Abstürze in Folge von technischen Defekten werden daher im Allgemeinen nicht als Controlled Flight Into Terrain gewertet, da sie als Uncontrolled Flight Into Terrain (UFIT) zu bewerten sind.

Eine Häufung von CFIT-Unfällen führte in den 1970er-Jahren zur Entwicklung und Einführung des Bodenannäherungswarnsystems (GPWS, Ground Proximity Warning System).

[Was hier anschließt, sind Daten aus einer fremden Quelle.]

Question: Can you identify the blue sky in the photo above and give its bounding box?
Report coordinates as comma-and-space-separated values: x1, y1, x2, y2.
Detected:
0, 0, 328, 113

Weitere Beispiele für „CFIT“ sind:

  • Der Flugzeugabsturz einer Boeing 737 der Condor Flugdienst am 2. Januar 1988 in Izmir, die durch Navigationsfehler nach dem Empfang einer Nebenkeule des Instrumentenlandesystems mit einem Berg kollidierte.
  • Im Dezember 1995 fanden 150 Menschen den Tod, als eine Boeing 757 in der Nähe von Cali, Kolumbien, mit einem Berggipfel der Anden kollidierte.
  • Der Absturz der US-Airforce-Boeing 737 am 3. April 1997 beim Landeanflug auf Dubrovnik, bei dem unter anderem der US-Wirtschaftsstaatssekretär und Clinton-Vertraute Ron Brown ums Leben kam.
  • Am 6. August 1997 flog eine Boeing 747-300 der Korean Airlines beim Landeanflug auf den Flughafen Won Pat der Pazifikinsel Guam „kontrolliert“ in das Gelände, 227 Menschen starben.
  • Der Absturz einer Avro RJ100 beim Anflug auf den Runway 28 des Flughafens Zürich am 24. November 2001, die bei schlechter Sicht mit einer Baumgruppe kollidierte und anschließend explodierte. (siehe: Crossair-Flug 3597)

Etymologischer Nachweis

Die Diskrepanz der möglichen Übersetzungen rührt daher, dass „terrain“ aus dem Englischen sowohl mit Boden, als auch mit Gelände (Gebiet) übersetzt werden kann.